Issued on: Thursday 20 June 2019
Leicestershire Fire and Rescue Service Issue Statement in Response to Dispute Letter
The Combined Fire Authority (CFA) is disappointed to have received notice of a dispute from the Fire Brigades Union (FBU). The CFA and Leicestershire Fire and Rescue Service are committed to maintaining good employee relations and will engage constructively with their workforce and the FBU to address the issues raised.
The dispute raises a number of complex issues which will require detailed examination and this may take some time to resolve.
The letter from the Health and Safety Executive (HSE), received on Thursday 6 June 2019, relates to the Day Crewing Plus (DCP) duty system. This duty system was introduced in 2013, and has been extended to six fire and rescue stations.
Currently, 74 firefighters work this voluntary duty system and they are concerned about the possibility that the duty system may have to change.
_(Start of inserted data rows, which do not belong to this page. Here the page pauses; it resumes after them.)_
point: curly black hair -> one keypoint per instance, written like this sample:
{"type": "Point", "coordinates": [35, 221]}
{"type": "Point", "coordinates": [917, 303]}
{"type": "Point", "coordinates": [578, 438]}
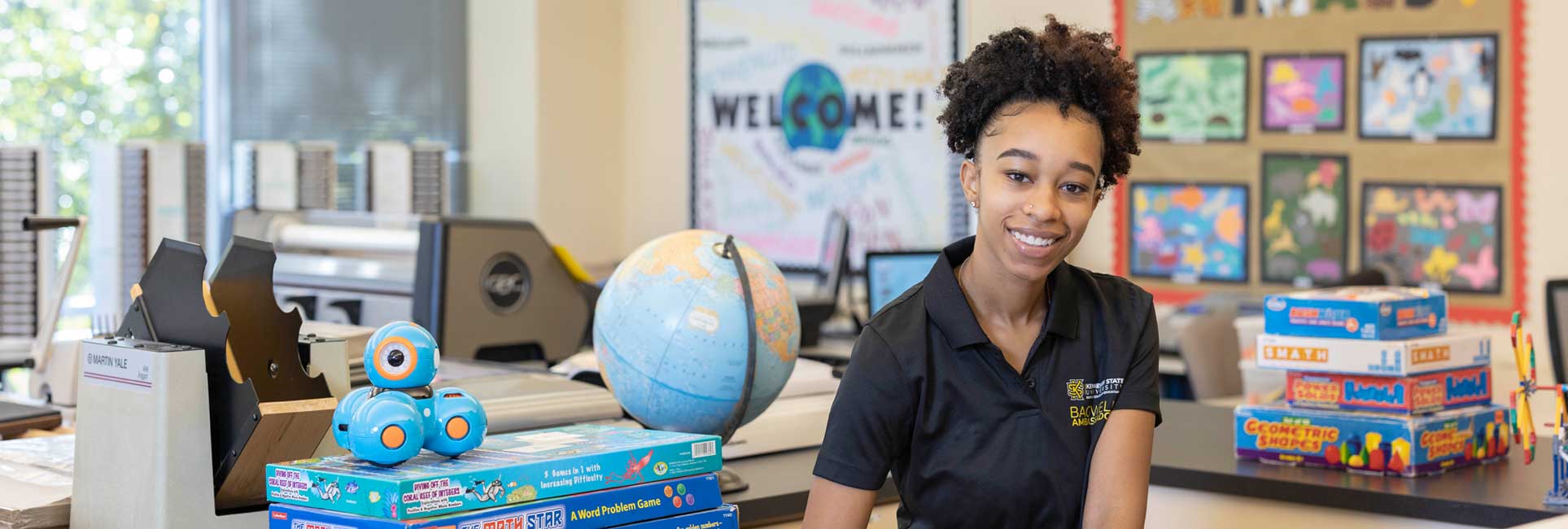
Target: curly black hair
{"type": "Point", "coordinates": [1064, 65]}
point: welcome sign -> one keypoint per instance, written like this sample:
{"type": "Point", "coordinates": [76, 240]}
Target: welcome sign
{"type": "Point", "coordinates": [801, 109]}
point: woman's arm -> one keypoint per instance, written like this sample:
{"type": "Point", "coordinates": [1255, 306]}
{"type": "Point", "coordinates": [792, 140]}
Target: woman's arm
{"type": "Point", "coordinates": [1118, 476]}
{"type": "Point", "coordinates": [837, 506]}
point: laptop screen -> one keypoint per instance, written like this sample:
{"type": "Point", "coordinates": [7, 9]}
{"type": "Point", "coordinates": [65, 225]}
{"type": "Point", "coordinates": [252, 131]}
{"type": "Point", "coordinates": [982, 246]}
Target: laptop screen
{"type": "Point", "coordinates": [888, 275]}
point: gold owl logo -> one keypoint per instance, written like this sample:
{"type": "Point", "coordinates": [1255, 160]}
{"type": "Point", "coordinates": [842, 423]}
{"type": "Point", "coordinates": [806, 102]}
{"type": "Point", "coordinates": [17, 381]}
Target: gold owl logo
{"type": "Point", "coordinates": [1076, 388]}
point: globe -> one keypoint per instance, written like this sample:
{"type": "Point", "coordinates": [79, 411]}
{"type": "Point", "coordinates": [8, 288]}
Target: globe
{"type": "Point", "coordinates": [670, 333]}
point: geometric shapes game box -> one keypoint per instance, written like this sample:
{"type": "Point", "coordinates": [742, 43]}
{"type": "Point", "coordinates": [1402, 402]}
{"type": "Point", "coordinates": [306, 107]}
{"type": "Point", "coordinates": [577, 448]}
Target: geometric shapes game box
{"type": "Point", "coordinates": [1468, 387]}
{"type": "Point", "coordinates": [1373, 441]}
{"type": "Point", "coordinates": [1358, 313]}
{"type": "Point", "coordinates": [509, 468]}
{"type": "Point", "coordinates": [588, 510]}
{"type": "Point", "coordinates": [1368, 356]}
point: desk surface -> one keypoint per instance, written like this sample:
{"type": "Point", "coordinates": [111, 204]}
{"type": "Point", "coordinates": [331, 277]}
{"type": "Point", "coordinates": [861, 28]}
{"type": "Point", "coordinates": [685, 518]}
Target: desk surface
{"type": "Point", "coordinates": [1192, 449]}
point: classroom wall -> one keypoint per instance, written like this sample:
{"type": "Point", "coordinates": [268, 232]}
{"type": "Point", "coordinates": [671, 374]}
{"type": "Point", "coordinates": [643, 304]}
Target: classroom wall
{"type": "Point", "coordinates": [605, 167]}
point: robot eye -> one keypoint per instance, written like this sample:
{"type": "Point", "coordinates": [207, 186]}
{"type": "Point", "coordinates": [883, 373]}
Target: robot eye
{"type": "Point", "coordinates": [395, 358]}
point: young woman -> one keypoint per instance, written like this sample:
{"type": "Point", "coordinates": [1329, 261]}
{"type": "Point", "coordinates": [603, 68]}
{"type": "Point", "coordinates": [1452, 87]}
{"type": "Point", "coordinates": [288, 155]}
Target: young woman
{"type": "Point", "coordinates": [1010, 388]}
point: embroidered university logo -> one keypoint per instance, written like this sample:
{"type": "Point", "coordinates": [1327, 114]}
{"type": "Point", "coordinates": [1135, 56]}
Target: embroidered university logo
{"type": "Point", "coordinates": [1076, 388]}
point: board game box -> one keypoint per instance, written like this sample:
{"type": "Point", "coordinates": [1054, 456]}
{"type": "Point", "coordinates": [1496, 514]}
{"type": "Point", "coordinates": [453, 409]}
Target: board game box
{"type": "Point", "coordinates": [1437, 391]}
{"type": "Point", "coordinates": [1375, 443]}
{"type": "Point", "coordinates": [725, 517]}
{"type": "Point", "coordinates": [1358, 313]}
{"type": "Point", "coordinates": [509, 468]}
{"type": "Point", "coordinates": [1383, 358]}
{"type": "Point", "coordinates": [588, 510]}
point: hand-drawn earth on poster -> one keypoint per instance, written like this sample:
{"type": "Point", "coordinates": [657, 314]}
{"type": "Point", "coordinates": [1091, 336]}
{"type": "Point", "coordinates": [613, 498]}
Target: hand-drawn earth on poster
{"type": "Point", "coordinates": [1192, 96]}
{"type": "Point", "coordinates": [1444, 234]}
{"type": "Point", "coordinates": [1304, 93]}
{"type": "Point", "coordinates": [1429, 88]}
{"type": "Point", "coordinates": [1181, 230]}
{"type": "Point", "coordinates": [1305, 214]}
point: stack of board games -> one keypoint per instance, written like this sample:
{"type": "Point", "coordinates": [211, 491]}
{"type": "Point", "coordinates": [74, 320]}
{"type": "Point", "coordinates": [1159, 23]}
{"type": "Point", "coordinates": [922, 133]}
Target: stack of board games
{"type": "Point", "coordinates": [566, 478]}
{"type": "Point", "coordinates": [1374, 383]}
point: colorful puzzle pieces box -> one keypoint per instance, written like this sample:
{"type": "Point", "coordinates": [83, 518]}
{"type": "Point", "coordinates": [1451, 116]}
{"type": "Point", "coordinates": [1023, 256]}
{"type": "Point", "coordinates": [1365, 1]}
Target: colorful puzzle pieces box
{"type": "Point", "coordinates": [1368, 356]}
{"type": "Point", "coordinates": [1358, 313]}
{"type": "Point", "coordinates": [1374, 443]}
{"type": "Point", "coordinates": [1444, 390]}
{"type": "Point", "coordinates": [588, 510]}
{"type": "Point", "coordinates": [509, 468]}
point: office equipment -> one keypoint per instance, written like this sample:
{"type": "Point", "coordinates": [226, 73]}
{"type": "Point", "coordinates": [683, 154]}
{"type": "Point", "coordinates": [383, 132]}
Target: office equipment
{"type": "Point", "coordinates": [817, 291]}
{"type": "Point", "coordinates": [189, 421]}
{"type": "Point", "coordinates": [487, 289]}
{"type": "Point", "coordinates": [54, 363]}
{"type": "Point", "coordinates": [1557, 327]}
{"type": "Point", "coordinates": [35, 487]}
{"type": "Point", "coordinates": [889, 273]}
{"type": "Point", "coordinates": [407, 177]}
{"type": "Point", "coordinates": [142, 192]}
{"type": "Point", "coordinates": [25, 181]}
{"type": "Point", "coordinates": [18, 418]}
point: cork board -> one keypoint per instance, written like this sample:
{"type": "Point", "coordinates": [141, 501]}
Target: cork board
{"type": "Point", "coordinates": [1387, 129]}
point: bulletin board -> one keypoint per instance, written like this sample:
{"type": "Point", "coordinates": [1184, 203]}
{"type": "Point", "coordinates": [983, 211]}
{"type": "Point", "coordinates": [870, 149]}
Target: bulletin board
{"type": "Point", "coordinates": [1365, 131]}
{"type": "Point", "coordinates": [805, 109]}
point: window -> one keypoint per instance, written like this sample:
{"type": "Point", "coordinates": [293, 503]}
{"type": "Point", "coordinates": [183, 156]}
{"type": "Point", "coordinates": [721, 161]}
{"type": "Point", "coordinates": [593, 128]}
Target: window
{"type": "Point", "coordinates": [77, 72]}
The Service will respond to the HSE directly and will continue to work with staff and representative bodies to try to get the agreements needed.
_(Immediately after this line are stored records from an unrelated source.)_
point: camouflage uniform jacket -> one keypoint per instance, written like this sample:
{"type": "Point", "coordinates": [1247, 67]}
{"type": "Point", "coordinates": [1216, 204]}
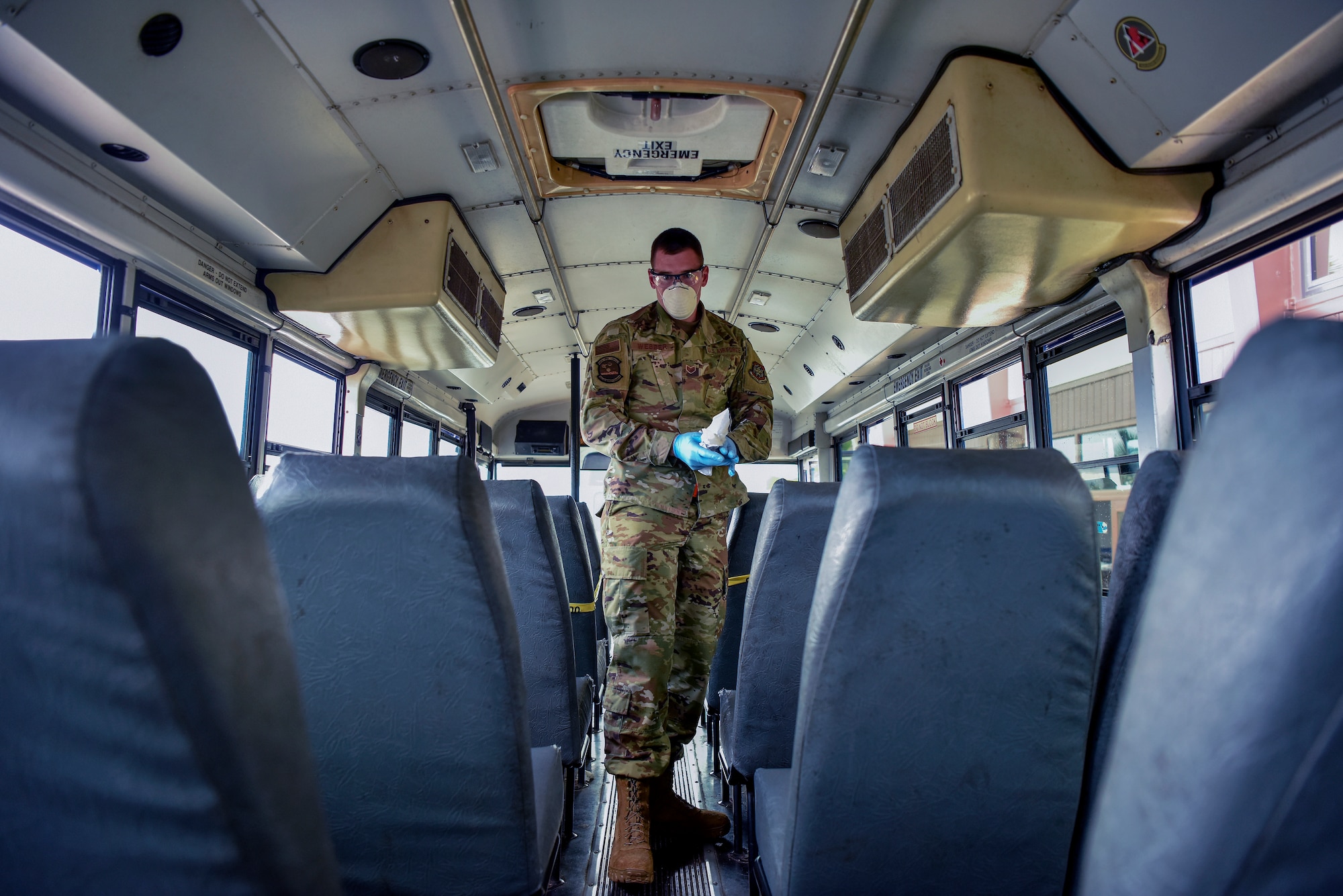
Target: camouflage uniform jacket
{"type": "Point", "coordinates": [645, 385]}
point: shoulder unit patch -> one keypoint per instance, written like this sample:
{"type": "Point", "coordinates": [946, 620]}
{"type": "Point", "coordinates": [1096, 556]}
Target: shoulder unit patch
{"type": "Point", "coordinates": [609, 369]}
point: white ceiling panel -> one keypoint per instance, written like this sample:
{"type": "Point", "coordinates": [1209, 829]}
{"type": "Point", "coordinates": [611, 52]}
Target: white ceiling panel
{"type": "Point", "coordinates": [621, 228]}
{"type": "Point", "coordinates": [508, 238]}
{"type": "Point", "coordinates": [420, 140]}
{"type": "Point", "coordinates": [796, 254]}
Later this year, the CFA will commence consultation on its Integrated Risk Management Plan (IRMP) for service delivery for the period 2020-24. This will include the potential to implement alternative crewing arrangements in the event of changes being required to the current working duty systems.
The issues raised in the dispute will need to be taken into account in the development of the plans, and members of the public will be invited via the consultation process to engage and to help shape and influence the plans for the future of Leicestershire Fire and Rescue Service.
About the Service
Leicestershire Fire and Rescue Service provides emergency response, prevention and protection services from 20 stations across Leicester, Leicestershire and Rutland. Its headquarters is based in Birstall, Leicester.
The Service’s prevention, education, enforcement and inspection programmes have resulted in significant reductions in the number of incidents. In the last ten years, fire-related incidents have reduced by 43 percent.
During 2016/17, the Service attended 694 road traffic collisions, of which 148 were extrications from vehicles, in addition to 2,259 fires. 272 schools were visited as part of the Service’s schools programme, delivering fire and road safety education to pupils. Staff organised or took part in 1,613 community safety events, promoting fire and road safety and arson prevention, and 145 Virtual Fatal Four (VF4) events as part of the Service’s young drivers’ road safety project.